Cogliere l’unità tra i nostri fratelli risponde anche ad una prospettiva escatologica: il Regno a cui siamo chiamati a vivere, e che dobbiamo prima tutto realizzare qui in questo mondo, è un regno di armonia, di pace, di concordia e, quindi, soprattutto di unità.
 Come cristiani dobbiamo imparare a respirare a “due polmoni”, quello della nostra appartenenza alla Chiesa di Cristo, il primo, e quello dell’afflato ecumenico e interreligioso, il secondo. Entrambi sono inscindibilmente legati. Non si può rinnegare uno, per aprirsi all’altro e viceversa. Si correrebbe il rischio, da un lato, di giungere ad una visione fondamentalista della fede e, dall’altro, di scadere in un relativismo che non riconosce nessuna verità.
   La verità per i cristiani è una sola:. “E’ Gesù Cristo, unico mediatore tra Dio e l’uomo, vero Dio e vero uomo, che solo ha parole di verità”[21], ci ricorda sempre Antonio Lombardi.
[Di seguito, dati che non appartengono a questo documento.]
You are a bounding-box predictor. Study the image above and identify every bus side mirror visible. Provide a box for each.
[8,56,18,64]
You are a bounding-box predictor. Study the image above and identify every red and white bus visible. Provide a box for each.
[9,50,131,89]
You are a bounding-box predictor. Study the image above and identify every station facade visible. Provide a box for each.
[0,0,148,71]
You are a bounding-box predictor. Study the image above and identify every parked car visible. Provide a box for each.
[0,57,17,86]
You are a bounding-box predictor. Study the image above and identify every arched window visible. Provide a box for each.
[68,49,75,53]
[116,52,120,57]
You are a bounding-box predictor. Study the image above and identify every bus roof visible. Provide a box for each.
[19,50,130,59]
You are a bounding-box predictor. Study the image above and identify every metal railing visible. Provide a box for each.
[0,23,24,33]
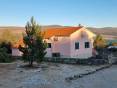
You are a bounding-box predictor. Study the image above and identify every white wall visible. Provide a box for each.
[45,36,71,58]
[70,28,93,59]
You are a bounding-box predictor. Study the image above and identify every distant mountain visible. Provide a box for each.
[0,25,117,39]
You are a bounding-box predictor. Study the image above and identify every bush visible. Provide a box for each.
[0,48,13,63]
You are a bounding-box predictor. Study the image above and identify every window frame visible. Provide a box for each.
[75,42,80,50]
[48,43,52,48]
[84,42,90,48]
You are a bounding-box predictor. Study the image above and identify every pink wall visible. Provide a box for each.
[46,28,94,59]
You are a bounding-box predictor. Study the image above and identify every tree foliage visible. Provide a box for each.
[19,17,46,66]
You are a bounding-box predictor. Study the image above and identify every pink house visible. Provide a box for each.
[44,27,96,59]
[12,27,96,59]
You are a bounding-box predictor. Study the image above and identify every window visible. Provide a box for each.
[48,43,51,48]
[75,42,79,49]
[52,53,60,57]
[85,42,90,48]
[54,37,58,41]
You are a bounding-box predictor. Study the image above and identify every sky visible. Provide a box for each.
[0,0,117,27]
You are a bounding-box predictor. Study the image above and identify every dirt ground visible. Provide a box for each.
[0,61,117,88]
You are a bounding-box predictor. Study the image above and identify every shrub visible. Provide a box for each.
[0,47,12,63]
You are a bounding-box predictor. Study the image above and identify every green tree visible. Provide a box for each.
[19,17,46,66]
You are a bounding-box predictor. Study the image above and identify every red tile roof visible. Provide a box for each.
[13,27,82,48]
[44,27,82,39]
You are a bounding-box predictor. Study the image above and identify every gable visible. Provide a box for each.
[71,27,96,39]
[44,27,82,39]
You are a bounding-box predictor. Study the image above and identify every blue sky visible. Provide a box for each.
[0,0,117,27]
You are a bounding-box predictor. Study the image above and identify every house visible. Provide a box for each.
[44,26,96,59]
[12,26,96,59]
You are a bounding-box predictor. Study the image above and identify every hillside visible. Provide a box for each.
[0,25,117,39]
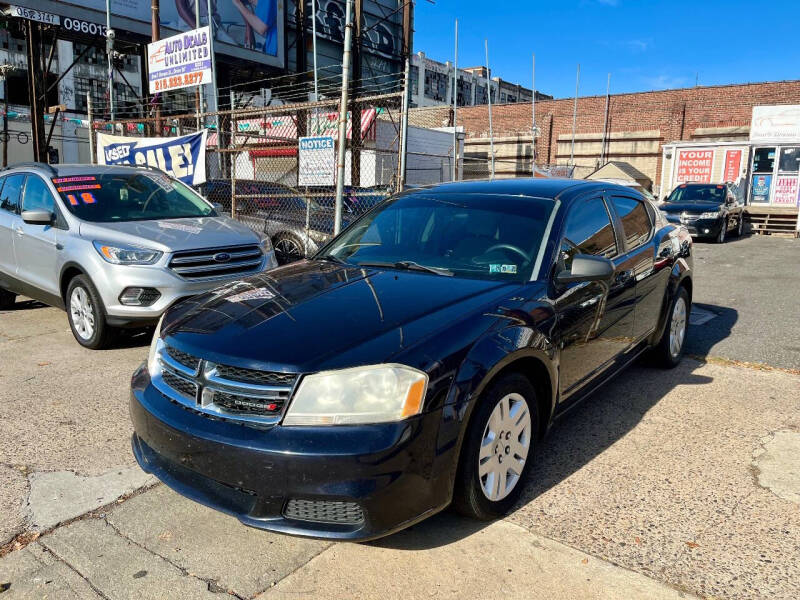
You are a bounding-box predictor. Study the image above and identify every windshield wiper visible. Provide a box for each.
[358,260,453,277]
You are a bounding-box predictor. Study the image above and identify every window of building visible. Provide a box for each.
[611,196,652,248]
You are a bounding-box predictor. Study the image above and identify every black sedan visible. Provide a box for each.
[660,183,744,244]
[130,180,692,540]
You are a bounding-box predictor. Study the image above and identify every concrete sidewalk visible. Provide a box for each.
[0,486,692,600]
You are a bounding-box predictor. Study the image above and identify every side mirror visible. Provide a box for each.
[556,254,614,283]
[22,210,53,225]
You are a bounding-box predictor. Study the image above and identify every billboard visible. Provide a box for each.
[147,27,211,94]
[14,0,284,67]
[750,104,800,142]
[677,150,714,183]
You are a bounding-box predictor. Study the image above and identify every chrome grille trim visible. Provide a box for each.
[150,339,299,425]
[169,244,264,279]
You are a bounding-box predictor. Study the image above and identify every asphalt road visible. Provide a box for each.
[0,238,800,600]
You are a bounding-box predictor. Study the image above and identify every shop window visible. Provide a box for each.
[778,146,800,173]
[753,148,775,173]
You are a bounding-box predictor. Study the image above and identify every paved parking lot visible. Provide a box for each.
[0,233,800,600]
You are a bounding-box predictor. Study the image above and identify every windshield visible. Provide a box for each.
[53,171,217,223]
[667,184,725,204]
[317,194,554,281]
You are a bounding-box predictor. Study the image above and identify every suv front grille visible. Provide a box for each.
[169,244,264,279]
[283,498,364,525]
[151,339,298,424]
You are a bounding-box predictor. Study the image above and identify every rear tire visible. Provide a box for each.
[66,275,113,350]
[652,286,691,369]
[0,289,17,310]
[453,373,539,521]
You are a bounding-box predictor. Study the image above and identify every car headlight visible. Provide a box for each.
[283,364,428,425]
[92,242,163,265]
[147,315,164,377]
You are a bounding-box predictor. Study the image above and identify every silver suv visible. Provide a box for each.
[0,163,277,348]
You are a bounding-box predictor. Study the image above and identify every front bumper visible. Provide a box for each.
[130,368,452,541]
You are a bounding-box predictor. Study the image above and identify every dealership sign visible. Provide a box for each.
[677,150,714,183]
[97,131,207,185]
[750,104,800,142]
[147,27,212,94]
[297,136,336,186]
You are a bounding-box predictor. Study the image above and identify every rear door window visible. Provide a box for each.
[611,196,653,248]
[0,175,25,213]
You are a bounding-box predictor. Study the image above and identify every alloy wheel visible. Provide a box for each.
[69,287,94,340]
[669,296,686,357]
[478,393,532,502]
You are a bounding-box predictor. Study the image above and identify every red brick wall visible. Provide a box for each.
[424,80,800,185]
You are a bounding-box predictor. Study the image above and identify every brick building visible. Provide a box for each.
[410,80,800,197]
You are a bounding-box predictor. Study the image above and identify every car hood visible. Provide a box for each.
[658,202,722,213]
[80,217,259,252]
[162,261,520,372]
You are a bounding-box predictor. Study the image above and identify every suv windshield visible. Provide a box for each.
[317,194,554,281]
[667,184,725,204]
[52,171,217,223]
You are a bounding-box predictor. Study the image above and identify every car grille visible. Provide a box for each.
[283,498,364,525]
[151,339,299,424]
[169,244,264,279]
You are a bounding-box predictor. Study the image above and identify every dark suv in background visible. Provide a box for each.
[659,183,744,244]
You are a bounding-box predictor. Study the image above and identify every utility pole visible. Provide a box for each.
[598,73,611,167]
[333,0,353,235]
[453,19,458,181]
[106,0,116,121]
[569,63,581,167]
[531,54,536,177]
[148,0,162,137]
[483,39,494,179]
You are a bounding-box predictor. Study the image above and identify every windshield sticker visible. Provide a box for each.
[50,177,97,184]
[56,183,101,193]
[225,288,275,302]
[489,264,517,275]
[158,222,203,234]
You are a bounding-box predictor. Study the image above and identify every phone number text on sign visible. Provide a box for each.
[153,72,203,92]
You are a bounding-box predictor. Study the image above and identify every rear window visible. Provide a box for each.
[52,171,216,223]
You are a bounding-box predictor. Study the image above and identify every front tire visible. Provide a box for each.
[0,289,17,310]
[653,286,691,369]
[66,275,112,350]
[453,373,539,520]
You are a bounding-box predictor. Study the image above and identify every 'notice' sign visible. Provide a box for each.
[677,150,714,183]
In questa verità bisogna trovare le ragioni profonde dell’apertura al prossimo, all’altro, al vicino come al lontano da noi.
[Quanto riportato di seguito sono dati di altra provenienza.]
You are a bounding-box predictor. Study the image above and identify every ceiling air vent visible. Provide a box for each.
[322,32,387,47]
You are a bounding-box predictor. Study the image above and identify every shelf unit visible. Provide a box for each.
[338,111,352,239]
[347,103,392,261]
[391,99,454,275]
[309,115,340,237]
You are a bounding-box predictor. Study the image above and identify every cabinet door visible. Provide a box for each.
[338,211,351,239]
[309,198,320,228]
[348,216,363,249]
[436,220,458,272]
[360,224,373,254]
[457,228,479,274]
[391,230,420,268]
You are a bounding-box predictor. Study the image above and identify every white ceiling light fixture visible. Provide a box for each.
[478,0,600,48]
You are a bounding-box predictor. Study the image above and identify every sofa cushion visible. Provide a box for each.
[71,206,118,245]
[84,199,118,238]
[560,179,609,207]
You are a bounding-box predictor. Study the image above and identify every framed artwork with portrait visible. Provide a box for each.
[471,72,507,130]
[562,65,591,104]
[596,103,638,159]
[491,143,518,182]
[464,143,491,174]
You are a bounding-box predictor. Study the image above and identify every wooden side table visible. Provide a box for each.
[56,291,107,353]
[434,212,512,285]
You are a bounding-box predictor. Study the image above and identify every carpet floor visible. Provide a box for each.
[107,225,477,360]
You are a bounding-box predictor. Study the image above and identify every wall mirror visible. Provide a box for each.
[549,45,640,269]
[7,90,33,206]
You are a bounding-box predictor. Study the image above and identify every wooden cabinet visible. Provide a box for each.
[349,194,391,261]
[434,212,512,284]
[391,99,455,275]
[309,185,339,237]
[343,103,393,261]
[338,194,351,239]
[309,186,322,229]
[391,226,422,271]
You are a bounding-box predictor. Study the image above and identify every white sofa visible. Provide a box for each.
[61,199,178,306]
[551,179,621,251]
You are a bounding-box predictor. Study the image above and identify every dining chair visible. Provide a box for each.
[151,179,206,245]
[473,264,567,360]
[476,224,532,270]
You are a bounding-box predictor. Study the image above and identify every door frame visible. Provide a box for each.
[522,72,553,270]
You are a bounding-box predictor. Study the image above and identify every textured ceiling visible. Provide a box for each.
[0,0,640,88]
   Ed in tale  prospettiva si riuscirà a realizzare una comunità missionaria, aperta a tutti, per davvero cattolica, cioè universale.
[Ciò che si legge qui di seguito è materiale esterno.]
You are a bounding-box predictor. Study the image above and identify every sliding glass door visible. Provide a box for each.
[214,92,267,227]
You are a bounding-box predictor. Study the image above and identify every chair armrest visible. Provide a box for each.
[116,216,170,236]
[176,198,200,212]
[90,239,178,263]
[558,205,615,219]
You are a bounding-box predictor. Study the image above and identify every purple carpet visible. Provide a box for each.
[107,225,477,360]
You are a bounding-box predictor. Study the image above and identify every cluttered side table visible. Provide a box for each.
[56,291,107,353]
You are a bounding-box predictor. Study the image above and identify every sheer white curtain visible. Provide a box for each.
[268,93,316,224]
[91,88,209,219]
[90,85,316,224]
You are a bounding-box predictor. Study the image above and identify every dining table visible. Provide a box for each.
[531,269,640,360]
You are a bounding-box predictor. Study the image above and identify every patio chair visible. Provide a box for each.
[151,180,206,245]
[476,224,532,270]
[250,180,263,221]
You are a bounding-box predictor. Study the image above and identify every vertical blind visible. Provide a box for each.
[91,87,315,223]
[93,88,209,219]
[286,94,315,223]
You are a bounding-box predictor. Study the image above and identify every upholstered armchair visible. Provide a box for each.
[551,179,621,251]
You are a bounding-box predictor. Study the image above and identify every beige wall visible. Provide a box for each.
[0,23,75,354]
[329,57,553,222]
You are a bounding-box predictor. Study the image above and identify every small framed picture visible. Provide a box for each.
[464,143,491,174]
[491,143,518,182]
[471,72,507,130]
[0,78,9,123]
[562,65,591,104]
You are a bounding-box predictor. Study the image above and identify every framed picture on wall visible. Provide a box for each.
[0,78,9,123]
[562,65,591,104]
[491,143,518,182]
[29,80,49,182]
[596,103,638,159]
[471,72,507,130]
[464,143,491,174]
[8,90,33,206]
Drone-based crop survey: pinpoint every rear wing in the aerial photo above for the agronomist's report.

 (*) Giornalista pubblicista
e Consigliere Centrale della
Federazione Universitaria Cattolica Italiana
 (FUCI)



[1] Lo spunto per la redazione di questo saggio all’Autore è stato offerto dalla lettura di GIUSEPPE SILVESTRE, Percorsi per un dialogo ecumenico e interreligioso, Editoriale Progetto 2000, Cosenza, 2011.
[2] Decreto conciliare  Ad  gentes sull’attività missionaria della Chiesa, paragrafo 20.
[3] Decreto conciliare Unitatis redintegratio sull’Ecumenismo, paragrafo 1.
[4] Giovanni Filoramo, La Chiesa e le sfide della modernità, Editori Laterza, Bari, 2007 p. 51.
[5] Per una biografia cfr. LUIGI MARIANO GUZZO, Il Servo di Dio Antonio Lombardi. Profeta laico del ventesimo secolo, Elledici-Velar, Gorle (BG), 2012.
[6] VITO G. GALATI, Antonio Lombardi filosofo e penitente, “Osservatore romano”, 3 marzo 1962, p. 3.
[7] GIUSY BELFIORE, Antonio Lombardi. Un cattolico calabrese tra filosofia e politica, Edizioni Vivarium, Catanzaro, 1999, p. 126.
[8] ANTONIO LOMBARDI, Il senso religioso nell’antica filosofia cinese, in  “Osservatore Romano”, 6 novembre 1947, p. 4.
[9] ANTONIO LOMBARDI, Critica delle Metafisiche, Bardi, Roma, 1940, p. 313.
[10]ANTONIO LOMBARDI, Che cos’è l’Asia, in Antonio Lombardi tra santità e cultura, Edizioni Vivarium, Catanzaro, 1998, pp. 162-181. 
[11]  Ibidem p. 163.
[12]  Ibidem p. 166.
[13]  Ibidem p. 181.
[14] GIUSEPPE CIPOLLA, Giuseppe di Maggio e Antonio Lombardi. L’amicizia, la filosofia e la politica. Note a margine di un carteggio (1935-1950), Salvatore Sciascia, Caltanissetta-Roma, 2007, P. 183.
[15]  ANTONIO LOMBARDI, , Che cos’è l’Asia, in Antonio Lombardi tra santità e cultura, Edizioni Vivarium, Catanzaro, 1998, p. 180. 
[16]  Ibidem p. 181.
[17] ANTONIO LOMBARDI, Critica delle Metafisiche, p. 235.
[18] Ibidem, p. 308
[19] Ibidem, p. 269.
[20] Ibidem, p. 233.
[21] ANTONIO LOMBARDI, , Che cos’è l’Asia, in Antonio Lombardi tra santità e cultura, Edizioni Vivarium, Catanzaro, 1998, p. 180.